Aither is a double-blind peer review, Open Access online academic journal. It is indexed at ERIH+ and Scopus. It is published by the Faculty of Arts of the Palacký University in Olomouc in cooperation with the Philosophical Institute of the Academy of Sciences of the Czech Republic. It comes out twice a year. Every second issue is international and contains foreign-language articles (mainly in English, but also in German and French). The journal is registered under the number ISSN 1803-7860.
Aither 16/2016(International issue no. 4):4-31 | DOI: 10.5507/aither.2016.007
Many informed commonsense discussions about understanding better the still obscure connections between strong emotions and basic values end fruitlessly. Most reflective persons today simply give up on finding a unified account, and others just abandon such matters to the cognitive and computational neuroscientists. Failing philosophically, however, to investigate further the nature of such interconnections is all too often short-sighted.
Here I take up the particular case of interactions between two basic ethical values (human life and personal dignity) and two basic emotions (anger and sympathy).
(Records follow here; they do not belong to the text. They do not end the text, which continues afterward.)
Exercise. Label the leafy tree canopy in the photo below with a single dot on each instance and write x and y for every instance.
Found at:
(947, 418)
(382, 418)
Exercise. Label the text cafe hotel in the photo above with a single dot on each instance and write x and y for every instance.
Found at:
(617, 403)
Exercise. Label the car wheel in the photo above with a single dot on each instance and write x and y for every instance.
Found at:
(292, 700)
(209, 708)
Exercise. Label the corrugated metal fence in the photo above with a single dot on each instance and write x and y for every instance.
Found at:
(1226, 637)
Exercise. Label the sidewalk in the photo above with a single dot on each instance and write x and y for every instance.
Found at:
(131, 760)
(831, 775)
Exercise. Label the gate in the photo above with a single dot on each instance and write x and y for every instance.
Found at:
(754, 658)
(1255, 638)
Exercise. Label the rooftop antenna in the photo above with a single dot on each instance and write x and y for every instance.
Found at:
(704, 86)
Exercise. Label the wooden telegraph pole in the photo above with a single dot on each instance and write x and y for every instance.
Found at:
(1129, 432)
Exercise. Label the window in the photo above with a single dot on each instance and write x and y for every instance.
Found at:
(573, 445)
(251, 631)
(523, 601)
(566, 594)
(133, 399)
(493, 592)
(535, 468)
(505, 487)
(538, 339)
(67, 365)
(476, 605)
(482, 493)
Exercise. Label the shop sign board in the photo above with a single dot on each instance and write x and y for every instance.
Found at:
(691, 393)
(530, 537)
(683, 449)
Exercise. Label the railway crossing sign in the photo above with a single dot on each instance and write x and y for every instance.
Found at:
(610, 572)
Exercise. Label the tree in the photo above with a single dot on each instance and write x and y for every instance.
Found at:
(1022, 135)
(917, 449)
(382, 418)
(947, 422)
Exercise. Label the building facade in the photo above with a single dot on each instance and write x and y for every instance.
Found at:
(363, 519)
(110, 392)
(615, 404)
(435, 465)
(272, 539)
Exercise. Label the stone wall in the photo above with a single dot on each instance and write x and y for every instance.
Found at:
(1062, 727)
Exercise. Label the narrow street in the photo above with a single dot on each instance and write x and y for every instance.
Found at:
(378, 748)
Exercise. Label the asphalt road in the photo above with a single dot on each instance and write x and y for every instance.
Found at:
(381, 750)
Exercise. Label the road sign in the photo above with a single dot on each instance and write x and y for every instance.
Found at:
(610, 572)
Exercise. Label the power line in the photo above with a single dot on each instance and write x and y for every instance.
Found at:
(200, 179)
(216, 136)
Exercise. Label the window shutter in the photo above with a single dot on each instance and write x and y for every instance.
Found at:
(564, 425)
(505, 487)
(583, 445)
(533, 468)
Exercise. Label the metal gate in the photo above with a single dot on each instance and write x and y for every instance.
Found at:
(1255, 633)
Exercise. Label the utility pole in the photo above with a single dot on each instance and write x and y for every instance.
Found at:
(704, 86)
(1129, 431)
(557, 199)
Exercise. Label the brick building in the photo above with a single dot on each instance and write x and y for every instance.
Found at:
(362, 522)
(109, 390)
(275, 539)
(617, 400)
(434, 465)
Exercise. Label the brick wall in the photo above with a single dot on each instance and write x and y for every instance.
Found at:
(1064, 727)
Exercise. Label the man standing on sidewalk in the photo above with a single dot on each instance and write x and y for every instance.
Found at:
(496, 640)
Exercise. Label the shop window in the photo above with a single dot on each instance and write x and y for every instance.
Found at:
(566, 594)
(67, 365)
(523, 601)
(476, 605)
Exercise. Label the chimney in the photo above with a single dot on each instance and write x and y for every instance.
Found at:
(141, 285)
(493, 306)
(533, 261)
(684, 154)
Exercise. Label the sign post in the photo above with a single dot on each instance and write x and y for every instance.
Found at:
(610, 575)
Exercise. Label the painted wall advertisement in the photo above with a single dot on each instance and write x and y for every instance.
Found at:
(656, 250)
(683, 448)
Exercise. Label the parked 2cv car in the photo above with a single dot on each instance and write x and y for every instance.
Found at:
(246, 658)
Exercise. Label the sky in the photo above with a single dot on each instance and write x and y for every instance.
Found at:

With the suggestiveness of a richly descriptive classical literary representation and some recent empirical work on vision, I try to correct a still widespread, and dangerous, misconception. That misconception is the insufficiently critical view that strong emotional states thoroughly obscure ethical valuations. We need to see better. In contrast, I try to suggest how proper intellectual intuitions of the contents of at least some basic ethical values may sometimes suggest the mutual implications of the evaluative, the cognitive, and the emotive, in both rational representations and emotional presentations.